At this time, the depiction in British landscape painting of stratification in cliffs had become a common subject (for example, James Ward’s painting Gordale Scar, painted some years earlier, or William Dyce’s Pegwell Bay, five years later). The scholar Charlotte Klonk in her book Science and Perception of Nature (1996) explains that the depiction of cliffs did become more common from the final years of the 18th Century on, mainly in Scottish and English painting. Contemporary science was certainly involved in this, as popular awareness of the history of the Earth was strongly influenced by the emergence of the geosciences at this time. The Scottish scientist James Hutton (1726-1797) advocated literally limitless amounts of time for the evolution of our planet, an idea strongly opposed to the Biblical ideas then current. One can trace a direct line of descent from Hutton through his populariser John Playfair (1748-1819) to Lyell and the geologists of Hunt’s generation.

However in Hunt’s painting, the story of erosion, deposition and progressive uplift does not stop at the cliffs. The hooves of the beast break up the crust of the sabkha while other, more sizeable rocks (behind the distant and half sunken carcass of a camel) seem have been brought in by water. The camel’s rib cage and the skulls of goats are undergoing slow fossilisation. This is a landscape in which the processes of erosion deposition and preservation are operating, slowly but actively changing the landscape before us.
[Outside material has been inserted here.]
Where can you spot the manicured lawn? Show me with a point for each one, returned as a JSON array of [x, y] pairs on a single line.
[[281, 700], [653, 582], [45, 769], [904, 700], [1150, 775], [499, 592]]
This was not Hunt’s first foray into erosional processes in a landscape. In his watercolour The Sphinx Giza (1854) the artist displays a clear interest in the traces of passing time as manifested in the landforms. This scene speaks of its vast antiquity. The huge space, almost devoid of biology, evokes deep time and the comparative transience of life (the fossilizing bones). Geology and biology each have their cycles, operating at different rates, but entwined one in the other - biology subject to the influences of changing climate and geological evolution; living species constantly submitting to the modifications of our planet. The inter-relation of the geological and biological was highly developed in Hunt’s time, and it would reach its apotheosis in 1859 with the publication of Darwin’s Origin.

Hunt shows us the slow work of nature that carves rocks and deposits sediment – the entombing of life by progressive sedimentation, seasonal flooding, and the fathomless lengths of time over which these uniformitarian processes have operated. They are just as important as the goat itself, because their presence places a temporally and spatially “local drama” within the context of the almost infinite. This spatiality and temporality demonstrate the (then) new scientific ideas of deep time, making it possible for us to interpret this memorable picture in secular, as well as religious, terms.

*Alexis Drahos is studying for a doctorate in the history of Art at the Sorbonne, Paris.